School safety depends on all drivers

"Back to School" has happened again. Parents have met back-to-school shopping expenses. Students have met their new teachers. And motorists are now meeting a test in patience that will be with them until June – school buses.

Jeff Gossage, transportation supervisor for the Sequim School District, knows that school buses can be a source of inconvenience for drivers, especially those who get stuck behind a bus that makes frequent stops.

"We don’t want our kids having to walk along the road to get to or from the bus, especially in dim light and bad weather," Gossage explains.

That’s why a school bus may stop at two or three consecutive driveways.

Gossage hopes motorists will be patient, adding, "Most of our drivers have places along their routes where they can pull off the road and let other traffic go by. We do try not to delay traffic any more than we have to."

Sometimes motorists may wonder why a bus that has loaded or unloaded its students doesn’t immediately start moving again. Gossage explains it’s because passenger safety requires that the bus remain stopped until all boarding students are seated or until all departing students have moved at least 10 feet away from the bus.

Gossage also realizes that in some situations motorists aren’t sure whether they can legally pass a stopped school bus, especially on a divided road such as some sections of U.S. Highway 101.

"We don’t make any on-road stops on Highway 101, and we don’t let any of our students cross 101 to get to or from the bus," he says.

Instead, on U.S. Highway 101, Sequim School District buses pull completely off the roadway and stop with their hazard lights flashing (down around taillight level) but without any overhead lights flashing and without the stop sign swung out. In these cases, Gossage explains, drivers legally can continue past the bus without stopping.
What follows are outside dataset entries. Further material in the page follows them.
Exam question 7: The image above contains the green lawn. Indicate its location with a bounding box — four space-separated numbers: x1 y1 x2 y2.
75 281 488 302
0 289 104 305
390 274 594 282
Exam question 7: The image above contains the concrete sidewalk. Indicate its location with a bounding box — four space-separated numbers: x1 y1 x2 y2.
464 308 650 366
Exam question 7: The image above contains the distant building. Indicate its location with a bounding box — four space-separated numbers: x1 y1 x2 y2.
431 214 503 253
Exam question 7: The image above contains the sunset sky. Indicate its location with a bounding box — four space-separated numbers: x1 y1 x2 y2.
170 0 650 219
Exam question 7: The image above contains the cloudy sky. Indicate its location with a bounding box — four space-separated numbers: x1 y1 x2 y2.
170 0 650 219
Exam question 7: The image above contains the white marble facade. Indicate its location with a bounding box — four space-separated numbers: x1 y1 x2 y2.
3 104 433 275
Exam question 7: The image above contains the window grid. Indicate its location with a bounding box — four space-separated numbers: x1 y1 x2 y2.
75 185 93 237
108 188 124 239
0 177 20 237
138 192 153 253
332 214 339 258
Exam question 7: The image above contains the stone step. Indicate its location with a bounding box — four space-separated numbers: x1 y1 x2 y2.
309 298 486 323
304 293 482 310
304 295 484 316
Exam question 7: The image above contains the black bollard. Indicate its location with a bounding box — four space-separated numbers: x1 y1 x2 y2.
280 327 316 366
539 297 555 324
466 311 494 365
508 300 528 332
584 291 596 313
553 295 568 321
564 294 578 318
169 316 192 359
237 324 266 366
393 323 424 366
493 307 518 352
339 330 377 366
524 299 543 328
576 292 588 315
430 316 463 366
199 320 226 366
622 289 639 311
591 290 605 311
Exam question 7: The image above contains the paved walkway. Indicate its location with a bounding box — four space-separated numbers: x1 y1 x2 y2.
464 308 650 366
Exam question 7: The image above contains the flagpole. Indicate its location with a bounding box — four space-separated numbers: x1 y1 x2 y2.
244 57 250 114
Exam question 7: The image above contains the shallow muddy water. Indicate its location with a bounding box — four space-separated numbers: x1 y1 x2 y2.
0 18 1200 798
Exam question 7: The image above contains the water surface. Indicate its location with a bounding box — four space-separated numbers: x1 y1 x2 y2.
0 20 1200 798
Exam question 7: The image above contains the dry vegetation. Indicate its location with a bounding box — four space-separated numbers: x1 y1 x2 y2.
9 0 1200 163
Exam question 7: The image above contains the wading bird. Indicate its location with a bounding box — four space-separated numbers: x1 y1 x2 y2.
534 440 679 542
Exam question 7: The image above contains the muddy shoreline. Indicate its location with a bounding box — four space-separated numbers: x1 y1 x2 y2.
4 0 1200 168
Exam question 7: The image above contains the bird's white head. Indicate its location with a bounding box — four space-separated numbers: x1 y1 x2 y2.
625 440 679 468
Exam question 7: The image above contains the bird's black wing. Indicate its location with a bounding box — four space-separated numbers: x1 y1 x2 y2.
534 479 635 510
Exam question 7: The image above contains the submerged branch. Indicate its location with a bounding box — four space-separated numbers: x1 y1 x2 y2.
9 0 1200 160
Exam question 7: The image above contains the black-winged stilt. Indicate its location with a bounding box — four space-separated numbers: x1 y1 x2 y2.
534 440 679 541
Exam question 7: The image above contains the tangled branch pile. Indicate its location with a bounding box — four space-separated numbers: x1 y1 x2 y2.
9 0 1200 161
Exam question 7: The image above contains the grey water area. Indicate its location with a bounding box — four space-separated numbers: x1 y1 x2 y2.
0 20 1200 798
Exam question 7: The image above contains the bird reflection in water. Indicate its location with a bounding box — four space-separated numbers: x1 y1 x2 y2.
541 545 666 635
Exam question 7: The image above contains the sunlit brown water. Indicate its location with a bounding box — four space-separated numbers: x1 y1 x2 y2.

On a two-lane road, even if the lanes are separated by a center turning lane, traffic in both directions must stop for a school bus on the roadway with its overhead red lights flashing and its stop sign swung out. When possible, Sequim School District bus drivers avoid stopping on one of those "three-lane" roads and instead pull off the road, using hazard lights instead of overhead lights; in these situations, traffic is free to continue moving.

All Sequim School District buses now operate out of the district’s relocated transportation facility on Third Avenue, just south of the U.S. Highway 101 overpass. Every school-day afternoon at 2:30 p.m., the buses all travel to the high school stadium parking lot at the north end of Third Avenue to load homeward-bound students from Sequim Middle School, Sequim High School and Helen Haller Elementary School.

To minimize traffic congestion, some buses cut over to Sequim Avenue or Fifth Avenue on their way to the stadium.

But even so, Gossage says, drivers can expect a daily mid-afternoon flow of school buses through downtown Sequim.

"Fortunately," Gossage adds, "it’s only a few blocks and it doesn’t take us long to get where we’re going."

Mike Bunnell is a bus driver for the Sequim School District.